$q$-deformed Einstein's Model to Describe Specific Heat of Solid

TL;DR

This paper generalizes Einstein's model for specific heat of solids using Tsallis statistics, introducing a fluctuation parameter q, which accurately fits experimental data and aligns with Debye's theory, especially at low temperatures.

Contribution

The authors develop a q-deformed Einstein model within Tsallis statistics, incorporating temperature fluctuations to better match experimental specific heat data and connect with Debye's theory.

Findings

q-deformed Einstein curve fits experimental data at low temperatures

The model reproduces Debye's results with a temperature-dependent q

A single Einstein temperature and q(T) describe specific heat phenomena

Abstract

Realistic phenomena can be described more appropriately using generalized canonical ensemble, with proper parameter sets involved.

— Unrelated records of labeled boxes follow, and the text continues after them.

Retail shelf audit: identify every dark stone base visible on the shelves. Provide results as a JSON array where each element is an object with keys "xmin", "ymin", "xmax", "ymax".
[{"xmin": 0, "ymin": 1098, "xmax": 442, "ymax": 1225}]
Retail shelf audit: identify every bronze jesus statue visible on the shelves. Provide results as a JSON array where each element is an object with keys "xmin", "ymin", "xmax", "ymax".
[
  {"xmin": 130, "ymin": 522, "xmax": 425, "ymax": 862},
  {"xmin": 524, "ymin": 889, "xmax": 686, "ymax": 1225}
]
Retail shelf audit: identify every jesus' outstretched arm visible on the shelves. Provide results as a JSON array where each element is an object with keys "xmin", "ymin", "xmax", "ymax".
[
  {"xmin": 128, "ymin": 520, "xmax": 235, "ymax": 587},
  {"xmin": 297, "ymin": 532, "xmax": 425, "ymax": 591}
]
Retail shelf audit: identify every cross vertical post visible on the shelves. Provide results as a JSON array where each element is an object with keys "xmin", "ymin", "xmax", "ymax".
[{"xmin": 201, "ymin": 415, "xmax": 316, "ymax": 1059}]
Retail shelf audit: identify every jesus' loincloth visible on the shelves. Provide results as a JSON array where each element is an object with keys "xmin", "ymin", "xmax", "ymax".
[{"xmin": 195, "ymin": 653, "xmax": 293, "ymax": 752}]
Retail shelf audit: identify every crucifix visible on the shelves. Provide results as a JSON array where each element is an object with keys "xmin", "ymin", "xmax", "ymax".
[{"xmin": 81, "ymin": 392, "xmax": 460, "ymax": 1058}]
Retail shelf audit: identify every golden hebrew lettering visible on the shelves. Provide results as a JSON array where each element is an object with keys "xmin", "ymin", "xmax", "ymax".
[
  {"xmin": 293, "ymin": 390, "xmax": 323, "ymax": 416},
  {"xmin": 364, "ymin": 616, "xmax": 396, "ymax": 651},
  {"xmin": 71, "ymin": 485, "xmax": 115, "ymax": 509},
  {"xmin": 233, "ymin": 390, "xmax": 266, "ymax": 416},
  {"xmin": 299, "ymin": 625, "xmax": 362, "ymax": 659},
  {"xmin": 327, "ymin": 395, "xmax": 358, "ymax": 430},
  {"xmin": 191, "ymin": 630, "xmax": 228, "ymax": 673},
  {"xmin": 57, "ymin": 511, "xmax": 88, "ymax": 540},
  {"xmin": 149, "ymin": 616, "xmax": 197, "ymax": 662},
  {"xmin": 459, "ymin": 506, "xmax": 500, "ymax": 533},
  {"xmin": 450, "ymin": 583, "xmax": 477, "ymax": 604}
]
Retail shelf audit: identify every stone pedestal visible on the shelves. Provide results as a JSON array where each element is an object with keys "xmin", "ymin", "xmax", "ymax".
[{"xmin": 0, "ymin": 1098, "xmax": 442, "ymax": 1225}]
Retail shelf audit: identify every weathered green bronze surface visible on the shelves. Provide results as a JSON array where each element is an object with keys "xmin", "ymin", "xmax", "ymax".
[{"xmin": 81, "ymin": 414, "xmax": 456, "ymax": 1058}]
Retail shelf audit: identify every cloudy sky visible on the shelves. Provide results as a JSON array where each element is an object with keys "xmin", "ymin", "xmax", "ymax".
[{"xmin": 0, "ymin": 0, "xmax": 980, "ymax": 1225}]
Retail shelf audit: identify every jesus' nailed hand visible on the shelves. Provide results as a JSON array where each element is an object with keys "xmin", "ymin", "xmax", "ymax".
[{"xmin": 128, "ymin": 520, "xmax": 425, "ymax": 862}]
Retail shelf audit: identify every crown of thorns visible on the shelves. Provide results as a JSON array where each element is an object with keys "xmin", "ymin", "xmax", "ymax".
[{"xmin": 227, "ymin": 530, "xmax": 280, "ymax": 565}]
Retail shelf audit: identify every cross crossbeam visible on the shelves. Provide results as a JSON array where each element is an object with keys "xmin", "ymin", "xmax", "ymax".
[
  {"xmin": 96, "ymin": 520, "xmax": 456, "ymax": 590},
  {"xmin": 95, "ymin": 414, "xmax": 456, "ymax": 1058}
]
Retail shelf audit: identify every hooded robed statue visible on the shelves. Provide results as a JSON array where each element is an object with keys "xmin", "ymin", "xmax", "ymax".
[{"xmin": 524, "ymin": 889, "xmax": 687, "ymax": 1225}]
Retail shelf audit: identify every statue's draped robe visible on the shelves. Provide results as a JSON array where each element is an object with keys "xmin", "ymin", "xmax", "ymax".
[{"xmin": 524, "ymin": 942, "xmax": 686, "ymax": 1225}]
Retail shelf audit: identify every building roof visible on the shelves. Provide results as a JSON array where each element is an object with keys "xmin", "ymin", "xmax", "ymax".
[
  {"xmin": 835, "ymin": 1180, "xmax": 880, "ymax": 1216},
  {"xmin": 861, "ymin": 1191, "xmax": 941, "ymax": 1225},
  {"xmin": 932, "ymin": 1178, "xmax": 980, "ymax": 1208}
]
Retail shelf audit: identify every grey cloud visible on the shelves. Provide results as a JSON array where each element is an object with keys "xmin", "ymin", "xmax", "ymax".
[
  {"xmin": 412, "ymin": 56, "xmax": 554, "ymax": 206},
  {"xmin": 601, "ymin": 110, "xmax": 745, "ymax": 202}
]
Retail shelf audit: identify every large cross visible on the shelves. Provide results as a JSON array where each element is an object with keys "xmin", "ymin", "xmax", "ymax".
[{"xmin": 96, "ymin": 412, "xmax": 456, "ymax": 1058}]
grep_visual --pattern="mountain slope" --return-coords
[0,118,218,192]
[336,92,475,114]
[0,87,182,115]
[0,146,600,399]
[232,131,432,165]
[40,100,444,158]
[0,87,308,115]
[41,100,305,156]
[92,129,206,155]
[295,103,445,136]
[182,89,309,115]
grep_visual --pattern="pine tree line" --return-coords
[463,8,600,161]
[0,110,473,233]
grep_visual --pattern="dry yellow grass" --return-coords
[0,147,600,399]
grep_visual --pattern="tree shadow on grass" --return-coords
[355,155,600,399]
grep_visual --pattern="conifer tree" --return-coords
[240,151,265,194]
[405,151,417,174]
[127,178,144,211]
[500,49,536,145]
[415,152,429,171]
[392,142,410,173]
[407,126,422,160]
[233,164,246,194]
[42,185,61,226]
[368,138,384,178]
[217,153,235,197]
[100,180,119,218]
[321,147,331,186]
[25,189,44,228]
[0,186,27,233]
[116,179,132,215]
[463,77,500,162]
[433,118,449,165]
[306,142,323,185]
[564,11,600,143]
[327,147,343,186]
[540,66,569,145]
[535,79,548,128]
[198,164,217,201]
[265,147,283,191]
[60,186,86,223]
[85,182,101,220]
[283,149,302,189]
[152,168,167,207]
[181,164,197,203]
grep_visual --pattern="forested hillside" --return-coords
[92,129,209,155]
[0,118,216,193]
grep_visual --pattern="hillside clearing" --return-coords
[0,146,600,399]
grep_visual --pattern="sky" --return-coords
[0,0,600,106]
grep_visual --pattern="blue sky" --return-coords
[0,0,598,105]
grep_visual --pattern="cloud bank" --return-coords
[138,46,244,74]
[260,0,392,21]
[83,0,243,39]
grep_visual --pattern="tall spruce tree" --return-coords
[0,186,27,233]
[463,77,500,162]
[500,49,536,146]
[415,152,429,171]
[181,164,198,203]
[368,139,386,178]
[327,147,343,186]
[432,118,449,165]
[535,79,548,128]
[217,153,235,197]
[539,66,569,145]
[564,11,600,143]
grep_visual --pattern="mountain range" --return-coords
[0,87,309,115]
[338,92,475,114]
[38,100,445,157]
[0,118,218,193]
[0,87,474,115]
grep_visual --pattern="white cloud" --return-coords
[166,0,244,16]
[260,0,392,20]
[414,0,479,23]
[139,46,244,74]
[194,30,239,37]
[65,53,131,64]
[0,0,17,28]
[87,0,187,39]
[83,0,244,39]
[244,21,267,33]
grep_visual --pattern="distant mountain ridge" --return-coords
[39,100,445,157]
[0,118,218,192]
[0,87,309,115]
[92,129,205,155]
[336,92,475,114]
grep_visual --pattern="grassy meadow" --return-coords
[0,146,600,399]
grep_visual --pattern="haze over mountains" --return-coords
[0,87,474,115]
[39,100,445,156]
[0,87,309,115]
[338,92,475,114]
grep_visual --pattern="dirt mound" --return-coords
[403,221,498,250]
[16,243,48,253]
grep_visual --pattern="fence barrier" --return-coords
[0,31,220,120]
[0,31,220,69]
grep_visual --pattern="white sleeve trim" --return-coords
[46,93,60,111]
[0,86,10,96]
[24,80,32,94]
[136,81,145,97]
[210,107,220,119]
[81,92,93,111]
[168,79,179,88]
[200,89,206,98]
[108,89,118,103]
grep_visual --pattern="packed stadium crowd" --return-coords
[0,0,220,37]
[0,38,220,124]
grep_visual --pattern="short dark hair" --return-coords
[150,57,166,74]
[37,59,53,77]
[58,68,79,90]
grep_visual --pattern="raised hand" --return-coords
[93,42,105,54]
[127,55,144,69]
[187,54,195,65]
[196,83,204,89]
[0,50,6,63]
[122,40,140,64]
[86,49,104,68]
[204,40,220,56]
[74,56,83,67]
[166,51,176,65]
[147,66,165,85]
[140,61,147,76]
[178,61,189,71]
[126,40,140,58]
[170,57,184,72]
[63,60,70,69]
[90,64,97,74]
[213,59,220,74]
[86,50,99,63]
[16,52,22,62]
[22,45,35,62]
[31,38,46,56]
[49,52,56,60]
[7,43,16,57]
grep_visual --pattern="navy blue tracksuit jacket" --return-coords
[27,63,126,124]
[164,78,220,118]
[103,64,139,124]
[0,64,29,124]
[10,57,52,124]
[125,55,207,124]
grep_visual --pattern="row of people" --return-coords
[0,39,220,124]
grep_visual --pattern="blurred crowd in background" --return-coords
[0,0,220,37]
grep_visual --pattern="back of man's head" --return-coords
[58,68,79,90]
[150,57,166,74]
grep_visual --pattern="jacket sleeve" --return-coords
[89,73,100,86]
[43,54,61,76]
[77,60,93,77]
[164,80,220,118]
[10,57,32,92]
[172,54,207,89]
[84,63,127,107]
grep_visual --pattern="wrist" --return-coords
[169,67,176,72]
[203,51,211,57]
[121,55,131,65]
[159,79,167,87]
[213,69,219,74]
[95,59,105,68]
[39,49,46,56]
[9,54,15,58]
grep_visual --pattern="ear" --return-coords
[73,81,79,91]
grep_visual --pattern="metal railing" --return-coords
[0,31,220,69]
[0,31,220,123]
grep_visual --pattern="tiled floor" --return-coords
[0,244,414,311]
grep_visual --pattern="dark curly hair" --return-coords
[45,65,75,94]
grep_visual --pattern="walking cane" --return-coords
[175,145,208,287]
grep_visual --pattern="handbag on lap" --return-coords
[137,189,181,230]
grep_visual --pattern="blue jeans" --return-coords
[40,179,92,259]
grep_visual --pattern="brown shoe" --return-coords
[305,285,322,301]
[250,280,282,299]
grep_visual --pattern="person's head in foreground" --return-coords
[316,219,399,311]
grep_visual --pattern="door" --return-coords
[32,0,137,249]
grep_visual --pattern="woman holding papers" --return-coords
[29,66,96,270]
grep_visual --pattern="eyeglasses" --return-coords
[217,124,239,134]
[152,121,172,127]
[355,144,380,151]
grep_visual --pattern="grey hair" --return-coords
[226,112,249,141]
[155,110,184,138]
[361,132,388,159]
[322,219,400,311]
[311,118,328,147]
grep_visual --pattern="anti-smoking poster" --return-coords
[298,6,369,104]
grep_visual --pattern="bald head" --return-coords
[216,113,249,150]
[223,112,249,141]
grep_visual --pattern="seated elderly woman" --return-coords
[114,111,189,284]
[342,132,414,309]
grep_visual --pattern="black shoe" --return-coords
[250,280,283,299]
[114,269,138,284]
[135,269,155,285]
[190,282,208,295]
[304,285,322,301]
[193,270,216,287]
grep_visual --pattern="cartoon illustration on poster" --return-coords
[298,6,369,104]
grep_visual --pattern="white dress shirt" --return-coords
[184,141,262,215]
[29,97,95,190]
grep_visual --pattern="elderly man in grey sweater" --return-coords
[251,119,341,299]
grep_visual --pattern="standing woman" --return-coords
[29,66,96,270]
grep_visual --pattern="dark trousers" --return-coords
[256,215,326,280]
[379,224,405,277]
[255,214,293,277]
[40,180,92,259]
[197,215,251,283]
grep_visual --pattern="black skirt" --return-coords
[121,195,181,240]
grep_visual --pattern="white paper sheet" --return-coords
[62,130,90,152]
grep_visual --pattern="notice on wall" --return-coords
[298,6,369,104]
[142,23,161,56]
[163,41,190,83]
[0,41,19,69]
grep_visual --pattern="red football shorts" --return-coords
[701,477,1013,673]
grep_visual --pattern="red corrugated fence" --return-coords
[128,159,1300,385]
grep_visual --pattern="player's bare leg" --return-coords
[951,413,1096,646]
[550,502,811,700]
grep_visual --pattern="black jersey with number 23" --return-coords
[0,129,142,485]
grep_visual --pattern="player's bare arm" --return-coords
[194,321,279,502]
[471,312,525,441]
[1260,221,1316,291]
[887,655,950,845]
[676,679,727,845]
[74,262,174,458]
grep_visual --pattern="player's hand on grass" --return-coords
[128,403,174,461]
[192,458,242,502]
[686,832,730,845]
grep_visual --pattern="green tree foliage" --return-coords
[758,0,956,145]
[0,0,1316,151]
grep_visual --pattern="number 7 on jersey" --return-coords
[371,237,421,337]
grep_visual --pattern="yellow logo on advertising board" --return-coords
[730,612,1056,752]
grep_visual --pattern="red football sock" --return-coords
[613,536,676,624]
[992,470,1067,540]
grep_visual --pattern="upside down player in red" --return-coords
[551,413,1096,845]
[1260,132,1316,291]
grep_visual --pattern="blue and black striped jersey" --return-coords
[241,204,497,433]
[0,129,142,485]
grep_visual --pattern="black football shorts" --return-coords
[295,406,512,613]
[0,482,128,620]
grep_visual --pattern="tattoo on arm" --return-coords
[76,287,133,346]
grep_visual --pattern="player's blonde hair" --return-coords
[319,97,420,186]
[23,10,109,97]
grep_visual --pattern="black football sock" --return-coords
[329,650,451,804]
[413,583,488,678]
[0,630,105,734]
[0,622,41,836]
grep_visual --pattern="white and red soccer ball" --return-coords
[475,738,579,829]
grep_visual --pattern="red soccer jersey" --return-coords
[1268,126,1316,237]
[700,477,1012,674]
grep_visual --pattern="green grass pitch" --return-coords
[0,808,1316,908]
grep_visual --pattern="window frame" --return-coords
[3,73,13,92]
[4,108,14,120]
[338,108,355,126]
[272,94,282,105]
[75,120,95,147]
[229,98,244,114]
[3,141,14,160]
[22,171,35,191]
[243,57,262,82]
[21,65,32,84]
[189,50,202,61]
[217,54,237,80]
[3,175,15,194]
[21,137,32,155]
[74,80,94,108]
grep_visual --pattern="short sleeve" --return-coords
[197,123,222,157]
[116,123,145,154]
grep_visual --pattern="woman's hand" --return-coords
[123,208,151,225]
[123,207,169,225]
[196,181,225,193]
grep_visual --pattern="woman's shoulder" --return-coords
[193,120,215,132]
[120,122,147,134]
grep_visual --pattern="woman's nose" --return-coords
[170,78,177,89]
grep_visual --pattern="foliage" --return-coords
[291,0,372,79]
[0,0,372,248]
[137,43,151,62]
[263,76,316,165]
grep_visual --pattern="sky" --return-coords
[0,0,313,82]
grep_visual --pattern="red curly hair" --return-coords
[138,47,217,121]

We have generalized the Einstein's theory for specific heat of solid in Tsallis statistics, where the temperature fluctuation is introduced into the theory via the fluctuation parameter $q$. At low temperature the Einstein's curve of the specific heat in the nonextensive Tsallis scenario exactly lies on the experimental data points. Consequently this $q$-modified Einstein's curve is found to be overlapping with the one predicted by Debye. Considering only the temperature fluctuation effect(even without considering more than one mode of vibration is being triggered) we found that the $C_V$ vs $T$ curve is as good as obtained by considering the different modes of vibration as suggested by Debye. Generalizing the Einstein's theory in Tsallis statistics we found that a unique value of the Einstein temperature $\theta_E$ along with a temperature dependent deformation parameter $q(T)$, can well describe the phenomena of specific heat of solid i.e. the theory is equivalent to Debye's theory with a temperature dependent $\theta_D$.